Monday, June 07, 2004

My homework assignment

Helen Radice has given all music bloggers an assignment: discuss Greg Sandow's question about the future of music.
"WHAT'S HAPPENING HERE

Is classical music dying? That's a big topic, and a blog seems like a perfect way to attack it. Nobody knows any answers, and in my experience -- teaching a course about the future of classical music, writing and speaking about it, and discussing it with many people in the field -- anything we say spins off in 12 directions at once. So why not approach it all in little pieces, following thoughts wherever they lead?"

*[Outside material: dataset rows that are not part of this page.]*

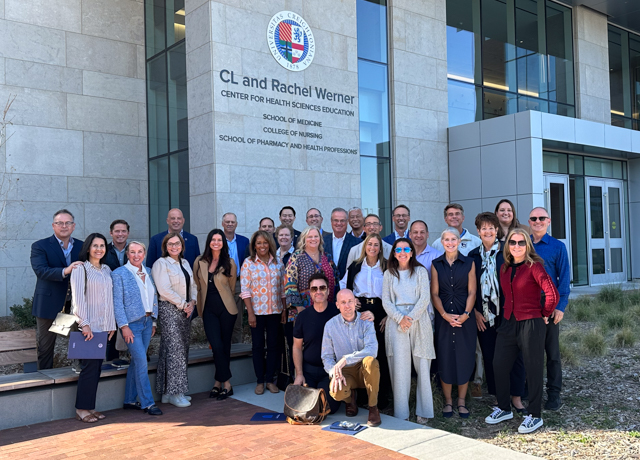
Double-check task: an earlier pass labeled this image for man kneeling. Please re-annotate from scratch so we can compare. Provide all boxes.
[322,289,380,426]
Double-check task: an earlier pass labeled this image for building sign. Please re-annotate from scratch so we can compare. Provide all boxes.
[267,11,316,72]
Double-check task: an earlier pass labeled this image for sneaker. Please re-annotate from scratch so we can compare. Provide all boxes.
[518,415,543,434]
[544,395,564,411]
[484,407,513,425]
[471,382,482,399]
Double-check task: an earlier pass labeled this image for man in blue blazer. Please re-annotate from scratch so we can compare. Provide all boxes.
[222,212,249,343]
[382,204,411,245]
[31,209,83,369]
[322,208,362,276]
[147,208,200,268]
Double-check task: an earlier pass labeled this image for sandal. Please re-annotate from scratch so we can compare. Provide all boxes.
[76,413,98,423]
[458,398,470,418]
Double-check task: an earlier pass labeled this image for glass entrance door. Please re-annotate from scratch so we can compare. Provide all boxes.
[586,178,627,285]
[544,174,573,281]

My take on this is that the current division between classical music and popular music will continue to blur, creating a new aesthetic or musical language that will be the basis for the next generation of art and popular musics. This was seen in previous periods of music history, with divisions between either sacred and secular or court and popular musics. I sometimes tell my students that the Babelization of musical languages of the 20th century has already started to stabilize into a new tonality/atonality mix in both art music and popular music. The fuzzy definition of contemporary tonality is coupled with very fuzzy style categories - mixes between hip-hop, jazz, pop, rock, contemporary art, and historical art styles - that will slowly dissolve our current division between orchestra hall and rock stadium, and more importantly, the canonical divisions in music education and in music stores. This is my little piece for the moment.